(Giuseppe Di Maio) – Quando uscì tra gli applausi di palazzo Chigi, le poche parole che pronunciò servirono ad auspicare un governo coeso che potesse fare scelte politiche; furono per gli amici del PD e Leu, con i quali si augurava di continuare insieme il percorso di riforme; e infine per il M5S, dicendo a tutti noi: “ Io ci sono e ci sarò sempre”. Fu in tutti i sensi un’uscita di scena onorevole, senza pretese, risentimenti o minacce. E già sentimmo tutti, istantaneamente, che non avere più Giuseppe Conte era una perdita consistente per il Movimento e grave per la nazione.

Con tutta probabilità lo sentì anche Grillo, che qualche giorno più tardi già lo pregava di organizzare il nuovo M5S, regole e Statuto, linee guida, iscritti e territorio. Come se la sua creatura non avesse regole, né possibilità intrinseca di autorinnovarsi. Come se non ci fosse stato un anno di Stati generali, non si fosse deciso di cambiare l’assetto della governance, e non fossimo in attesa di un voto finale. Quello che da allora è successo è noto a tutti. E cioè la lunga diatriba con Rousseau e Casaleggio, conclusasi con la creazione di “Controvento”, il manifesto in cui l’erede del cofondatore riscriveva le regole per il M5S.

E di regole i 5 stelle ne hanno ormai fin sopra i capelli. Il primo fu il “Non Statuto”, antesignano dei precetti che il Movimento dovette darsi per legge dello Stato, e costretto dagli avversari politici. Difatti Beppe Grillo e i suoi seguaci furono sempre intolleranti alle carte fondative. A loro sarebbe bastato il rapporto con la gente, il guru che dal palco sapeva scatenare la passione civile, anche se le passioni suscitate erano contraddittorie, anche se ognuno aveva un’idea sua della rivoluzione delle stelle. Poi venne lo Statuto, con Assemblea, Capo politico, organi controllori e Garante, e Roberto Fico andò in giro per l’Italia a spiegarci la differenza tra Movimento 5 stelle e Meetup.

Finché si vinceva nessuno riteneva opportuno aggiornare le regole, finché si vinceva le critiche dei dubbiosi del sistema grillino erano solo boutade di disfattisti, di troll falsi pentastellati. Ma poi, dal fondo dei sondaggi, arrivò il governo col PD e le successive dimissioni di Di Maio, così istantaneamente si parlò di cambiare i regolamenti, fino al punto di chiamarli “rifondazione”. L’esperienza di governo aveva duramente provato i principi del Movimento, e la necessità di mettere ordine tra ciò che si credeva e ciò che si faceva divenne indispensabile. Solo che far costruire regole ad una base libera e sovrana poteva essere micidiale. E allora, con tutto ciò che nel Movimento c’era da cambiare, il dibattito si concentrò sul potere, sulla governance. Un anno e mezzo e l’arcano non è stato ancora risolto.

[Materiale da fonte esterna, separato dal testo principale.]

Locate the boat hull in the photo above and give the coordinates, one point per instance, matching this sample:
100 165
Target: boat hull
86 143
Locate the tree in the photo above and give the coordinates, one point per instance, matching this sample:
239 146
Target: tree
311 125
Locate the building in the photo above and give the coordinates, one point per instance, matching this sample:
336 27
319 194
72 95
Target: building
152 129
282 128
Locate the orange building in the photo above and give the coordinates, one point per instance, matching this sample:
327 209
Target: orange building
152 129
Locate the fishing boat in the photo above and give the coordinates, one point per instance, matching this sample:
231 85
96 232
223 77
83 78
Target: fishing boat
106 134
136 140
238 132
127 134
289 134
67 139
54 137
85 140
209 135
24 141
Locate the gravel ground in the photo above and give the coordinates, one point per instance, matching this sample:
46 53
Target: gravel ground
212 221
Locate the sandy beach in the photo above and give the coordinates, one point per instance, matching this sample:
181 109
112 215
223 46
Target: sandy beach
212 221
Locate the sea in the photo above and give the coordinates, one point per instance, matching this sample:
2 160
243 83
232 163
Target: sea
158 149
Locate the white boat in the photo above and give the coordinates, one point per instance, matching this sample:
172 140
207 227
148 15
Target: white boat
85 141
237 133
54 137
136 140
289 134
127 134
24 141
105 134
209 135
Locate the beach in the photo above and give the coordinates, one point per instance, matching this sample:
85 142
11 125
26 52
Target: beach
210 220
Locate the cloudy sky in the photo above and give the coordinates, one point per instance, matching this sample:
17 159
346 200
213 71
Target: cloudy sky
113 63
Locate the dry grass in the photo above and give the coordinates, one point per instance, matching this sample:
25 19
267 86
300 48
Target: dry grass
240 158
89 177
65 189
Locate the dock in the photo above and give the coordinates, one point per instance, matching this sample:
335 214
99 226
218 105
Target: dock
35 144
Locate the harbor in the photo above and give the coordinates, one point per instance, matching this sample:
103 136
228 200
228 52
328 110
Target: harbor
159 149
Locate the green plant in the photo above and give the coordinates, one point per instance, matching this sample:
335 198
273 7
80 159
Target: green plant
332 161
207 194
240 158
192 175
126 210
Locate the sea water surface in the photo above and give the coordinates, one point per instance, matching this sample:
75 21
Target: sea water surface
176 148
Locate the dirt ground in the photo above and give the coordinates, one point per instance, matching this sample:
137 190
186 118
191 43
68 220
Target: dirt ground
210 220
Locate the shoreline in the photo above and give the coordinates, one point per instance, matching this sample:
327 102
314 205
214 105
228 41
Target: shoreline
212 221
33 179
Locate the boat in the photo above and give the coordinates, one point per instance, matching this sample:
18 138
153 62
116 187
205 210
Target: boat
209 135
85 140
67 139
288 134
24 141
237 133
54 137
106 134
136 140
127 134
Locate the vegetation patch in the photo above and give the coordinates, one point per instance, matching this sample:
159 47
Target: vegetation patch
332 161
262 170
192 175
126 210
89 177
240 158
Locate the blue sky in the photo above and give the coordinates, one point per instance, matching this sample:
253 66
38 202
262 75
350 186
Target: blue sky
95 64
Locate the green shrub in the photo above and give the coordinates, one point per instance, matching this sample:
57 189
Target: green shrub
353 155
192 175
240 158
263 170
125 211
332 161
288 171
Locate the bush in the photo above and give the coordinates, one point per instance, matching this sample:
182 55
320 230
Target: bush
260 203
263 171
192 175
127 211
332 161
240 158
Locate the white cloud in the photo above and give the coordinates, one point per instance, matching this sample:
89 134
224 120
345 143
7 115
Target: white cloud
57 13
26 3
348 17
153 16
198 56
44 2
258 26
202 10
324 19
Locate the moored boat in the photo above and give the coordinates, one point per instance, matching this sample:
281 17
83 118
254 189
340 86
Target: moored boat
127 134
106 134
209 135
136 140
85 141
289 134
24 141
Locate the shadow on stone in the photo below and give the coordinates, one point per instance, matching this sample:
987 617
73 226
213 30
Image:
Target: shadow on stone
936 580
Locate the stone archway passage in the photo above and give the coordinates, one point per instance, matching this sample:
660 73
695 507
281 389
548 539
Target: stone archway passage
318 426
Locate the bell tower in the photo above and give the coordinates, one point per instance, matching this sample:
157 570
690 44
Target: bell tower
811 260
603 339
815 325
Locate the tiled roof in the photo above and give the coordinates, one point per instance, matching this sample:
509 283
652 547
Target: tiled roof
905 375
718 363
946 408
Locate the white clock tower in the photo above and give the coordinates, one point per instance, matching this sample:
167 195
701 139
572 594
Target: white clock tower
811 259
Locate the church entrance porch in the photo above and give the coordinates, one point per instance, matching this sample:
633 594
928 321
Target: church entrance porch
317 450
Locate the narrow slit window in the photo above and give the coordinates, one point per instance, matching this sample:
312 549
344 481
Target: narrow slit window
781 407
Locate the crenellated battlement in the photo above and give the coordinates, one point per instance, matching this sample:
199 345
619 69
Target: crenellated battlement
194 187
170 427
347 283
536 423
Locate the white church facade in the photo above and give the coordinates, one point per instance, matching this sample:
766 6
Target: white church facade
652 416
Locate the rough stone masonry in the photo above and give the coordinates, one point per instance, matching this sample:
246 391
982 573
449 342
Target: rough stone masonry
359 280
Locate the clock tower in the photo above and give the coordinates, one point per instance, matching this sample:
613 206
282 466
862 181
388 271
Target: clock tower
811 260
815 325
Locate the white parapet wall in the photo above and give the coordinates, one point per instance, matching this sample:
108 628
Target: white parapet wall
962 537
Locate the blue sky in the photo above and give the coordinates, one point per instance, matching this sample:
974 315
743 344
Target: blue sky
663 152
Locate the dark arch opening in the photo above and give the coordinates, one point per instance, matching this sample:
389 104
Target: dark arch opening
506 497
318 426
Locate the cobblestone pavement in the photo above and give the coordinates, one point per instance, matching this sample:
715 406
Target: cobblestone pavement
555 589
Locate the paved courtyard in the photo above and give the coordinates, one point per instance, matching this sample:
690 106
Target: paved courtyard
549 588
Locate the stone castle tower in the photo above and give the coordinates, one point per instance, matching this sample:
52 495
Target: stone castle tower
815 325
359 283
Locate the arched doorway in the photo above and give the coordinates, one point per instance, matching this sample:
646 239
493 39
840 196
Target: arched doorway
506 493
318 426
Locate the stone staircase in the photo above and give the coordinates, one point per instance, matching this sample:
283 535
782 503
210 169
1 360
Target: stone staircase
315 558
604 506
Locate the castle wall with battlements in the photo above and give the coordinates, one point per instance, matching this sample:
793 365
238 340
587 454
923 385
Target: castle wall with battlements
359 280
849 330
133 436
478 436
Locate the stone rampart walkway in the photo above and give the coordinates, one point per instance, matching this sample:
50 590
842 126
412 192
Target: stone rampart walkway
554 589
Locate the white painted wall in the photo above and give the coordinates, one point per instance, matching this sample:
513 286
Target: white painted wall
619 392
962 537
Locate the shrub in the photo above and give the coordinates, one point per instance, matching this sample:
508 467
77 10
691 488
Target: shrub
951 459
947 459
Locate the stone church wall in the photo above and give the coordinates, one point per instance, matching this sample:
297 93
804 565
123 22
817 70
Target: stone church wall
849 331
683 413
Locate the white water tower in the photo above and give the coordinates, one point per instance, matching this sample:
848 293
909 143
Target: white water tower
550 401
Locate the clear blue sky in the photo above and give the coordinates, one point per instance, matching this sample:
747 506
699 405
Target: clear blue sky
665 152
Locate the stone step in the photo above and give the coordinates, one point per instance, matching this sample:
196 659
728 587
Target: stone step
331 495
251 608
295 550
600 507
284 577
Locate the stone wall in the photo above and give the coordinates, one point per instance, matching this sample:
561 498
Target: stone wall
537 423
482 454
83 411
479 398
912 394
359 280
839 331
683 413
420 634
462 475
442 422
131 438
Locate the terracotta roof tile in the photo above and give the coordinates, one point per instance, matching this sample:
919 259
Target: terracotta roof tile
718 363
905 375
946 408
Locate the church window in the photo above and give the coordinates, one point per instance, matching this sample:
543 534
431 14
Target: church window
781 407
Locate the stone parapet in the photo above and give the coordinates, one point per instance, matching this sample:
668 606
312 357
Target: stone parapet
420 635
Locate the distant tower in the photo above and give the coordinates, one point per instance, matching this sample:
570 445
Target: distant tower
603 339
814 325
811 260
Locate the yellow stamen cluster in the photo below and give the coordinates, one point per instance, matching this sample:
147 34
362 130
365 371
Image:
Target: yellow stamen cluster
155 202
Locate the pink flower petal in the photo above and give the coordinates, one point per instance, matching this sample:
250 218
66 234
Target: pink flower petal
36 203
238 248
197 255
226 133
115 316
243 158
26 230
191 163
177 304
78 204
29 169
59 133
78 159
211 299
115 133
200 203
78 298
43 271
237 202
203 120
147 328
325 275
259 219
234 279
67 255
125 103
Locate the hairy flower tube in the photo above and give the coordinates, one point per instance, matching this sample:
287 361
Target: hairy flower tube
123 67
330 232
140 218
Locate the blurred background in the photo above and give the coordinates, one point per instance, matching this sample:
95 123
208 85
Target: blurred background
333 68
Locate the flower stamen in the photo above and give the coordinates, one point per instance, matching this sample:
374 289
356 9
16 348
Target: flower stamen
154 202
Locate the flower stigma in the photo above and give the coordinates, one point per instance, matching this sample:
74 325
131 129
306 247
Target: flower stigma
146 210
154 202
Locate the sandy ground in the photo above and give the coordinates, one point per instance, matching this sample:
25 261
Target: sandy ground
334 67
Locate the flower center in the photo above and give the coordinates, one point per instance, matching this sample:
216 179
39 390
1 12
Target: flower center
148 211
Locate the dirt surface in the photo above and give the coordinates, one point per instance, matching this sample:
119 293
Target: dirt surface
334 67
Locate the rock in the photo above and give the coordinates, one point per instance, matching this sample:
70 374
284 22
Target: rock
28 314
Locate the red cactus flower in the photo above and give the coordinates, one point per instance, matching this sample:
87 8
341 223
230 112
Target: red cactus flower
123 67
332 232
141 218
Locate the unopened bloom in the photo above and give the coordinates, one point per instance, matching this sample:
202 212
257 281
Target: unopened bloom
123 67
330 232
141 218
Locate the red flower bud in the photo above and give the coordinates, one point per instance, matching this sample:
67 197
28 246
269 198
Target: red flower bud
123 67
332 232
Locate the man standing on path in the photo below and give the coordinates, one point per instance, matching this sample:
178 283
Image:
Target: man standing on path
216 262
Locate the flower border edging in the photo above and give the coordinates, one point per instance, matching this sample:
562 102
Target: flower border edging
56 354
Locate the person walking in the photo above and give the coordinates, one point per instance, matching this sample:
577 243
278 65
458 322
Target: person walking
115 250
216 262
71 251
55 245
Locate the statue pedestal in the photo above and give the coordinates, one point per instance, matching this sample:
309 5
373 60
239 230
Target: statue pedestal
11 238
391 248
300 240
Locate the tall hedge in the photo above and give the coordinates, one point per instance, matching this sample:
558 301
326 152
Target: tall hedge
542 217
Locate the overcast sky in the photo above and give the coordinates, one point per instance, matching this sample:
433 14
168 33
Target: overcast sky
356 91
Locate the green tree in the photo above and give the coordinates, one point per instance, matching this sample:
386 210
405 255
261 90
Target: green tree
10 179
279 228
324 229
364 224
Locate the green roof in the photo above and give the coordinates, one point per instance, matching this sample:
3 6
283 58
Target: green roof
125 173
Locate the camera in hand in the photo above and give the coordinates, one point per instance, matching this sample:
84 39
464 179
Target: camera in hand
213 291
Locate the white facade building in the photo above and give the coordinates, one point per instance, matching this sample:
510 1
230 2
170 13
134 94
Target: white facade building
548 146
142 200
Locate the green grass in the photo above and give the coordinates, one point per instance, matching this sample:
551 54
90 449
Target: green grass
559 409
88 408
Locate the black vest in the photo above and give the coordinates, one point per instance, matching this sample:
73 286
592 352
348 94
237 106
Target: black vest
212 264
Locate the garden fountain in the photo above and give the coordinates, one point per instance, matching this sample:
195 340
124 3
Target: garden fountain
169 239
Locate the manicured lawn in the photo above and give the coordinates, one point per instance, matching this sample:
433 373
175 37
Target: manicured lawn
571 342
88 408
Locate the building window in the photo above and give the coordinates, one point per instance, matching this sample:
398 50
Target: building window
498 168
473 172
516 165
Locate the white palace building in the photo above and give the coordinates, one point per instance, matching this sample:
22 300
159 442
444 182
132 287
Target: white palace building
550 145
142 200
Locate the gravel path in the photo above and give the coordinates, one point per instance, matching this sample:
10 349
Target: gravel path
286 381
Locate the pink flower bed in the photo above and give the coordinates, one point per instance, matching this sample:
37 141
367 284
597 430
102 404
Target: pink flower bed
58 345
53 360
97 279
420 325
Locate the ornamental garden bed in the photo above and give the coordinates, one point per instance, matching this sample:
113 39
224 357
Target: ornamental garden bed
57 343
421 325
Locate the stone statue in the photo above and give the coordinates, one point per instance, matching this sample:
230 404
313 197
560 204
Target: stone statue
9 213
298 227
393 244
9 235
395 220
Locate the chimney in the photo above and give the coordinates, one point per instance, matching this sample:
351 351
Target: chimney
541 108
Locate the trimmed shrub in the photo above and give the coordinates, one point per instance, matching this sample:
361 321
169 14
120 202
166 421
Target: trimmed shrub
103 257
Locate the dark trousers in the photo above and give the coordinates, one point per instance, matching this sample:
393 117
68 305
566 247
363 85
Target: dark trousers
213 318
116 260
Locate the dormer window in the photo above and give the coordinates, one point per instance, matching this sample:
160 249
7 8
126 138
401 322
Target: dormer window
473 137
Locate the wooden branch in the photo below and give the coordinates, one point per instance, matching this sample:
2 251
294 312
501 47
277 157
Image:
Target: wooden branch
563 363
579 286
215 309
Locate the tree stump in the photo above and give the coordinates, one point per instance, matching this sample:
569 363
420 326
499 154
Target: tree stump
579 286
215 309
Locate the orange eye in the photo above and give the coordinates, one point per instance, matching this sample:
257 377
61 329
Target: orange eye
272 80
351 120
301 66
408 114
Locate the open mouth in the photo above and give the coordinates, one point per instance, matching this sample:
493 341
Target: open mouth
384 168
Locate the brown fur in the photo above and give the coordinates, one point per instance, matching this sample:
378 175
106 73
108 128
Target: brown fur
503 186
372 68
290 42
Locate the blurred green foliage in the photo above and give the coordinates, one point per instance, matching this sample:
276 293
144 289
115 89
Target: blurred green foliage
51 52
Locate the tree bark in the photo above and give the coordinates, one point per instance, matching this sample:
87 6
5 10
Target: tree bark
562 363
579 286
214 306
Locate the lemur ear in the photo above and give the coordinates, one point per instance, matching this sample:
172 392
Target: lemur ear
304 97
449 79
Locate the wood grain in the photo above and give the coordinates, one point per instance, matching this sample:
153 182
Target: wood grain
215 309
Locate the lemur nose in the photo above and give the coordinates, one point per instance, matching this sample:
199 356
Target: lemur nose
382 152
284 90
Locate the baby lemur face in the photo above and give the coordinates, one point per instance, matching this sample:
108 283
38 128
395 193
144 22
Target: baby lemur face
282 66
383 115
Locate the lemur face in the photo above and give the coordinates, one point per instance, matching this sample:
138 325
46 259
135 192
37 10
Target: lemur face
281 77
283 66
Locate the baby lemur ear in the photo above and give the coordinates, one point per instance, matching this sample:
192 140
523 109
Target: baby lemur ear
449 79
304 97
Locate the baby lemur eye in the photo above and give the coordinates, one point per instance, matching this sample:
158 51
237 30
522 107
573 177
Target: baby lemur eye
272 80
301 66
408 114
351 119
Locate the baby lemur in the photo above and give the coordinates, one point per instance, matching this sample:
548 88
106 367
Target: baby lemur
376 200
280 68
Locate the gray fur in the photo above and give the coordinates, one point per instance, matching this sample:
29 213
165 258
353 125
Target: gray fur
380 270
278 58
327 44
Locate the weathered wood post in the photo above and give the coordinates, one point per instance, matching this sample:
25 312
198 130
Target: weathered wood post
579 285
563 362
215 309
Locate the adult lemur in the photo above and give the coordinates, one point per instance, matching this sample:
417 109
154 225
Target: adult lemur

Dopo l’investitura di Grillo, un Giuseppe Conte inizialmente costituente ha raccolto anche la leadership del Movimento e ha scritto le regole di un partito. Ma forse ha fatto una cosa peggiore: ha fissato le linee ideali e politiche che prima si chiamavano “anime”. E questo era troppo per il pasticcione proprietario che chiama tuttora democrazia diretta il suo potere di sostituirsi alla volontà degli iscritti e della gente. Perciò ancora un manipolo di saggi che correggono il saggio Conte. Ecco il difficile cammino della transizione in partito che terminerà solo con l’emancipazione da Grillo e dalle sue contraddizioni. Finirà solo con la fine del potere dei sentimenti sulla ragione, dei rimpianti della prima ora, e della riconoscenza per Beppe. Poiché una cosa è apprezzarlo come autore del cambiamento, altro è doverlo sopportare come deus ex machina. Quei sette dovranno dirglielo: Beppe, fatti da parte.